Vermont stunned by flooding from Tropical Storm Irene

The deluge washed out roads and bridges and turned towns into islands. Irene's overall death toll was at least 40, and millions were without power in more than a dozen states.

Reporting from Brattleboro, Vt., and New York—

Rippling creeks became deluges. Bridges collapsed into roiling waves. Streets turned into fast-rising lakes, closing in around stunned towns that never knew they might be in the path of a tropical storm expected to drench the coast, not the countryside.

But while Irene unleashed its initial damage as a hurricane along the sandy shores of the Eastern Seaboard, by Monday its greatest impact was felt far from the coastline, in places like landlocked Vermont and the bucolic mountains of upstate New York.

“It was a raging torrent,” Scott Towle of Brattleboro, Vt., said of the normally benign Whetstone Brook, which runs near his house and rose with terrifying speed Sunday when as much as 8 inches of rain fell in six hours.

Photos: In the storm’s path

“You could hear boulders, trees, everything going down,” said Towle, who on Monday joined other locals at a bridge downtown watching the swollen Connecticut River rush past. “It took out the road; it took out a couple of houses; it took out a bridge.”

“It was roaring,” said Richard Hodgdon, whose backyard turned into a lake as the Whetstone Brook filled up. “It came past the house on both sides. It was flowing right down [the street]. … When we saw how fast it was rising, we had never seen that before.”

Hodgdon, his wife and their dog got out as the water filled their garage and their basement. The heavy furniture on their patio floated away to a neighbor’s driveway, next to a red barn that seemed to be on the verge of collapse Monday. A nearby footbridge that weighs more than a ton was lifted “like a toothpick” and carried downstream, said Hodgdon, who looked out at his lawn — now a sheet of mud.

“It’s hard to believe. It’s so peaceful today,” he said as the sun shined on the sludge-covered scene.

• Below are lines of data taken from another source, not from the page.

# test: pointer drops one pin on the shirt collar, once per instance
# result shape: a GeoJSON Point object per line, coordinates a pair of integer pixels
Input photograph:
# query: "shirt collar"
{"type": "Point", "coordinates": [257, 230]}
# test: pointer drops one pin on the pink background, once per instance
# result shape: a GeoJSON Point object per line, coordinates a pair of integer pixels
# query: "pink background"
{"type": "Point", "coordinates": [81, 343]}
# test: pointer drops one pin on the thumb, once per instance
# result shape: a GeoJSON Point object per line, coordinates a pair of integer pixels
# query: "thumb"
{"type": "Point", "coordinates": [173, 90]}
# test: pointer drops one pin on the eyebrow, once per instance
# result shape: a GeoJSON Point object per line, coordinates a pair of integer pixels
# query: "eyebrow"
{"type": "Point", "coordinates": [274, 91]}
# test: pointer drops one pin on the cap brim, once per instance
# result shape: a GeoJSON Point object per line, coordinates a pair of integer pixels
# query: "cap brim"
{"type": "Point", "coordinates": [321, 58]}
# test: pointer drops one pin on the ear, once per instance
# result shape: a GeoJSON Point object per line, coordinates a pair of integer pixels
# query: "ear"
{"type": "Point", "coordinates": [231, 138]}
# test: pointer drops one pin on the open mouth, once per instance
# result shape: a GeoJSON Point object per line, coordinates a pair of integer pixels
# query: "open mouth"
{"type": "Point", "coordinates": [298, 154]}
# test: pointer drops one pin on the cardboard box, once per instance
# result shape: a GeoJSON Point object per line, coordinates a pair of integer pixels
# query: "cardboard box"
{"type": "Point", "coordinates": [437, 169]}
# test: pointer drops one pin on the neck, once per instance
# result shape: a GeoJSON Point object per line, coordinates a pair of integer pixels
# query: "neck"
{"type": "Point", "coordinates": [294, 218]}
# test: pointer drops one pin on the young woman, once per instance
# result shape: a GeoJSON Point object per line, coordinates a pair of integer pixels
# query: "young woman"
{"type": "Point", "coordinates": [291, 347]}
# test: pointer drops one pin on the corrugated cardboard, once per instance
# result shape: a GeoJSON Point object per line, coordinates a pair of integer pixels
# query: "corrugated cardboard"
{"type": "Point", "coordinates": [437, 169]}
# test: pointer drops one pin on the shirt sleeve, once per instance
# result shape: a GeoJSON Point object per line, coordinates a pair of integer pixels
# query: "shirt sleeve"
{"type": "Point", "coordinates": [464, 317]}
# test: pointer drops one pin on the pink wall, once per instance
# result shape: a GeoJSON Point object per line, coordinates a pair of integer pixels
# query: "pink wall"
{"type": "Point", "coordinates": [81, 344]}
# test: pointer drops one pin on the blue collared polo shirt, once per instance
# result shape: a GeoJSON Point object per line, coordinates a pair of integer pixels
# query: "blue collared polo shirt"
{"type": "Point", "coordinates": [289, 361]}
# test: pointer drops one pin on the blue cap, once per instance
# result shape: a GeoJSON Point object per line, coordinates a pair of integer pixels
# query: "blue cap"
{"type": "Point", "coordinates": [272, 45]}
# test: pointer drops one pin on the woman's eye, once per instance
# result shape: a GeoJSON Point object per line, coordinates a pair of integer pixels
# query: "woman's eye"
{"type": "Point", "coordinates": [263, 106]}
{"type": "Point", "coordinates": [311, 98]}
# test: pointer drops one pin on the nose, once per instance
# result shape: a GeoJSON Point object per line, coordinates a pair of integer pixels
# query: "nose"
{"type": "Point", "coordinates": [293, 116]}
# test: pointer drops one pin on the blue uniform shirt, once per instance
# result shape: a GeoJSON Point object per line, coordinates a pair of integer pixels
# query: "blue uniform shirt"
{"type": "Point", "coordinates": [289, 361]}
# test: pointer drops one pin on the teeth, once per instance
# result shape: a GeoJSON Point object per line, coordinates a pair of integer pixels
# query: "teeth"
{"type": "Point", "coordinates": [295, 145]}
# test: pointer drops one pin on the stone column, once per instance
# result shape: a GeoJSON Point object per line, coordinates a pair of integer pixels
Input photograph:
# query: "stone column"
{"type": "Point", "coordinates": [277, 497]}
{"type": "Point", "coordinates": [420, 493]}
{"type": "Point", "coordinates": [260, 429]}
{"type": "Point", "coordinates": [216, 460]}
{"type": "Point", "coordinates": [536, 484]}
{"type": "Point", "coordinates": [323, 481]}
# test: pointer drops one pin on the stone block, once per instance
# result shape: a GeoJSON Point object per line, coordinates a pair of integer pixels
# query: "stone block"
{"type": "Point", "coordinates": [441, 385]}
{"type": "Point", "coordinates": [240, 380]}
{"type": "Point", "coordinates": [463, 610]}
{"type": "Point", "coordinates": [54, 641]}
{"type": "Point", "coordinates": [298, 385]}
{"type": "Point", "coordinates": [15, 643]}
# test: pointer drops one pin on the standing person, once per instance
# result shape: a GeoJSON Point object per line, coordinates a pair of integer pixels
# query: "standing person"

On the sixth anniversary of Hurricane Katrina’s landfall in Louisiana, the chief of the Federal Emergency Management Agency, Craig Fugate, said officials had learned from the aftermath of that storm.

“We can’t wait to know how bad it is before we get ready,” Fugate said, noting that the evacuation orders and emergency teams’ preparations for Hurricane Irene contrasted dramatically with the after-the-fact scramble that marked FEMA’s Katrina response.